[gnu.emacs.bug] re-search-backward on ".*"

stampe@UHCCUX.UHCC.HAWAII.EDU (David Stampe) (12/13/89)

In GNU Emacs 18.51.3 of Mon Jun  6 1988 on uhccux (berkeley-unix)

(re-search-backward ".*") with the cursor after a line of chars
doesn't move at all, i.e. it matches the MINIMAL instead of maximal
match.  (It isn't merely going to the end of the match: "..*" will
move the cursor back one character.)  The *, not the ., is the bug;
there is a similar minimal move for " *", for example.

Similarly, typing ESC C-s .* C-r C-r C-r C-r doesn't move the cursor.

In contrast, (re-search-forward ".*") with the cursor before a line of
chars moves over the entire line.  And so does ESC C-s .*.

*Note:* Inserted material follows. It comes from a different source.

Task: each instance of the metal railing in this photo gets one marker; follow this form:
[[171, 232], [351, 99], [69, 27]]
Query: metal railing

This is so bad a bug I can't understand why I haven't seen it before.
Am I dreaming?

kjones@talos.uu.net (Kyle Jones) (12/14/89)

David Stampe writes:
 > In GNU Emacs 18.51.3 of Mon Jun  6 1988 on uhccux (berkeley-unix)
 > 
 > (re-search-backward ".*") with the cursor after a line of chars
 > doesn't move at all, i.e. it matches the MINIMAL instead of maximal
 > match. [...]  This is so bad a bug I can't understand why I haven't
 > seen it before.  Am I dreaming?

You're not dreaming; I had similar difficulties when I was trying to get
VM's digest parser to skip backward over consecutive message delimiters.
I was using the `+' operator.  I eventually had to use a while loop
because I couldn't persuade re-search-backward to match more than one
delimiter per call.

It's almost as if re-search-backward works by moving backward a
character at a time and calling re-search-forward with the appropriate
arguments, although I'm sure that's not quite the way it's done.

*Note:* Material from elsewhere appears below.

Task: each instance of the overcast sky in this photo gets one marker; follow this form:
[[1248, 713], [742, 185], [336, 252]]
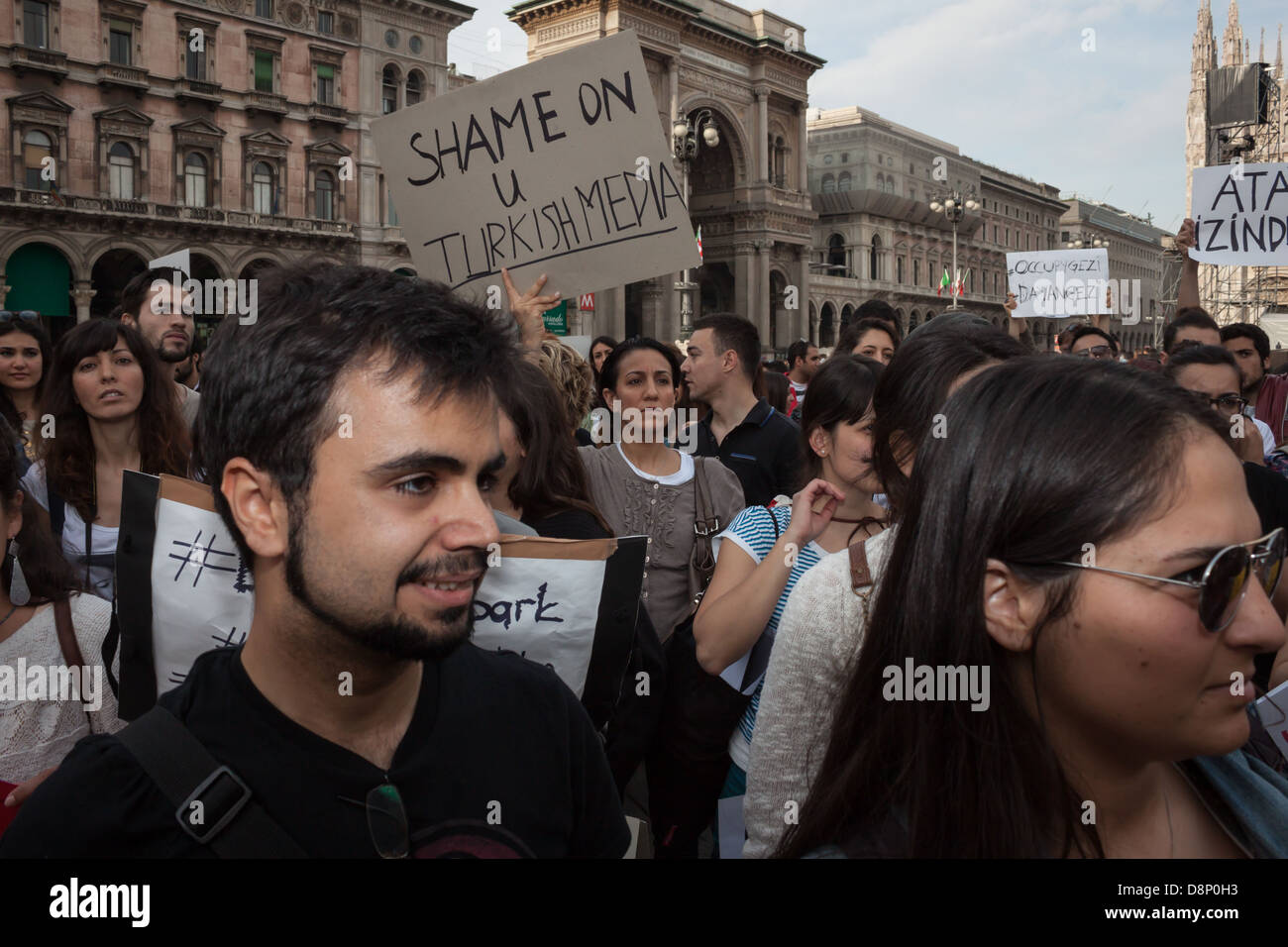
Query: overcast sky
[[1006, 81]]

peck@SUN.COM (Jeff Peck) (12/15/89)

>It's almost as if re-search-backward works by moving backward a
>character at a time and calling re-search-forward with the appropriate
>arguments, although I'm sure that's not quite the way it's done.

I looked at this issue of "reverse-regexp-search" quite a bit.
My conclusion was that in addition to the limited functionality
provided by the current re-search-backward (which really does
move back point by point and then look forward), what you need
is a reverse-regexp-search.
  Our Common-Lisp Emacs provides such a feature.  The big difference is that
you must write your regular expression as seen from the BACK!  One over that
hurdle, you just teach the regexp processor to index the character buffer in
reverse, and Voila!  you can search backward for the longest section
matching the regexp...
 [actually, instead of teaching the regexp engine to go backwards,
  a temporary buffer is created which contains the buffer segment 
  to be searched, and that temporary buffer is reversed.]

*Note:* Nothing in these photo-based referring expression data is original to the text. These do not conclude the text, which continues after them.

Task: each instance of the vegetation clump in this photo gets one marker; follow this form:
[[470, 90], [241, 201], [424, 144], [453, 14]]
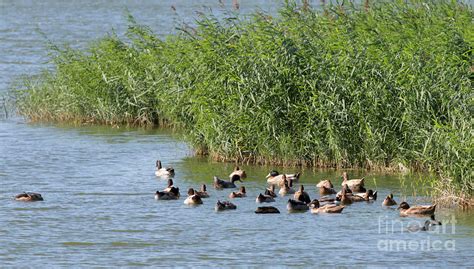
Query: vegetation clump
[[385, 86]]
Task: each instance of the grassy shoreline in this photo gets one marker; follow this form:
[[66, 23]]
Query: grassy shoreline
[[384, 88]]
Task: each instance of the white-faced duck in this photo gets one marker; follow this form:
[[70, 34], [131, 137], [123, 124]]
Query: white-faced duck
[[296, 206], [203, 192], [347, 190], [270, 191], [275, 178], [426, 226], [222, 184], [326, 187], [237, 171], [345, 198], [240, 194], [163, 171], [389, 201], [369, 195], [29, 197], [193, 198], [169, 193], [286, 188], [264, 199], [316, 208], [356, 185], [267, 210], [406, 210], [302, 196], [225, 205]]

You can probably create this functionality from the privitives already
available to elisp (might want to use C code to create the tmp buffer
with chars reversed)  Maybe someday the C regexp engine will be extended
to actually go backwards.

Maybe somebody could get really creative and acually parse a regexp
and reverse it automatically (this is easier when the regexp is in
functional notation, rather than in string format...)